2. Don’t Skip The Hiring Process
With hiring a first employee it is tempting to employ someone you know. It’s understandable, it’s easier to trust someone you are familiar with than a complete stranger.
For Wong however, skipping the formal hiring process didn’t work so well. “For hiring our first employee, we reached out to our friends and family. It was, in hindsight, a mistake as we skipped conducting a formal interview.”
People you know on personal level often turn out to be someone else at work. It is important to distinguish the two and conduct a more formal process. As Wong admits “In the future, even when hiring friends who have applied for jobs, we have kept to a more formal hiring process to weed out individuals who are not suited to the high-paced environment that we have.”
3. Be Open About Your Working Conditions
Many ecommerce stores do not need to be ran from traditional business premises. And they are not. If you run a drop shipping business for instance, chances are you work from your home. Alec Nelson worked from his garage and that’s where their first employee would have to work from. They were however open as to where the job will be held. “We conducted our interviews for the best 10 candidates in our courtyard. We had a very carefully planned set of questions for the new “warehouse person” but had to be super clear that the position would be done from our home residence.” How did it work? “As expected some reactions were hesitant but most were genuinely excited to work in such an intimate workplace.”
Be straight about the workplace. There is no point in pretending you are a much bigger business if you run it from your home. Not every potential employee will be comfortable with the setup. But at least you will be able to find that out.
4. Lastly, Document the Position Before You Hire for It
There are in fact two ways to hire an employee. One is to hire someone, give them some areas of responsibility and hope they do a good job. But by doing it this way you may run into trouble with the new hire not knowing what to do or following your steps to keep themselves busy.

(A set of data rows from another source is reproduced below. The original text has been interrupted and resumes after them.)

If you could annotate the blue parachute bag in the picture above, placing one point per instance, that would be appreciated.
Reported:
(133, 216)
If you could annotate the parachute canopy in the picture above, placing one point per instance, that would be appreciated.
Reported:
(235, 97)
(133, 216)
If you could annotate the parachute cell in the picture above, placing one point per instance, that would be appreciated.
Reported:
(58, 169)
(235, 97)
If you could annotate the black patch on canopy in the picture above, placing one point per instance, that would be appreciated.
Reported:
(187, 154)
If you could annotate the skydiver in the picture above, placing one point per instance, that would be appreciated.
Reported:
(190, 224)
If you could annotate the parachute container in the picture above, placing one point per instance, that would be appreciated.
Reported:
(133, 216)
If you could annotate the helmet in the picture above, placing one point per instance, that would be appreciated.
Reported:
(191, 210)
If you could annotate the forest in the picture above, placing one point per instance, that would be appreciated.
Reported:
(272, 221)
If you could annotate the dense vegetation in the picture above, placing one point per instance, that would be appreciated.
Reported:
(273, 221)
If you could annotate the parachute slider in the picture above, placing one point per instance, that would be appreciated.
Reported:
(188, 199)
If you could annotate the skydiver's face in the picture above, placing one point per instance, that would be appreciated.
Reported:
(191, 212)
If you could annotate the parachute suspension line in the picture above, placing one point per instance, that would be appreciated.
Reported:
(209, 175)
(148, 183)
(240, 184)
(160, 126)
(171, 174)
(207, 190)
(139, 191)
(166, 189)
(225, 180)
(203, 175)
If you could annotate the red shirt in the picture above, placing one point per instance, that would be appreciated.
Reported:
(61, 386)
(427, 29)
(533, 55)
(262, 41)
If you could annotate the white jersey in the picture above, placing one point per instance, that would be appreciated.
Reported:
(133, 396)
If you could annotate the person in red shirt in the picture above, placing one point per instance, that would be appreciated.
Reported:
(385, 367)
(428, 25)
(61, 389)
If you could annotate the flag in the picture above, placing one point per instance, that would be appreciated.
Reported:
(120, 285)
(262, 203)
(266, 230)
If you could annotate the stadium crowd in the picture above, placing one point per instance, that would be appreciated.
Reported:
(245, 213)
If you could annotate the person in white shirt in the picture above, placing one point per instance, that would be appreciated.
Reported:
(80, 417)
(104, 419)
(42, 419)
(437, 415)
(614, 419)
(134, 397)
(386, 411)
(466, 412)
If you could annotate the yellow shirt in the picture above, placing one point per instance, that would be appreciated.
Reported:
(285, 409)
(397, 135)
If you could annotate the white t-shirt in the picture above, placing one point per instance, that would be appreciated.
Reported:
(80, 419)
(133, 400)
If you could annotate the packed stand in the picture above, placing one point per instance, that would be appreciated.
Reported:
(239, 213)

The other, a more organised way is to first systematise and document every aspect of the position and hire someone to execute it. This is what Starlit Citadels did with their first hire. For the first warehouse person the company created a shipping manual, covering ins and outs of their shipping software, the warehouse layout and the pick-and-pack process. Thanks to it, they reduced the training time ensured that the results are delivered to same standard.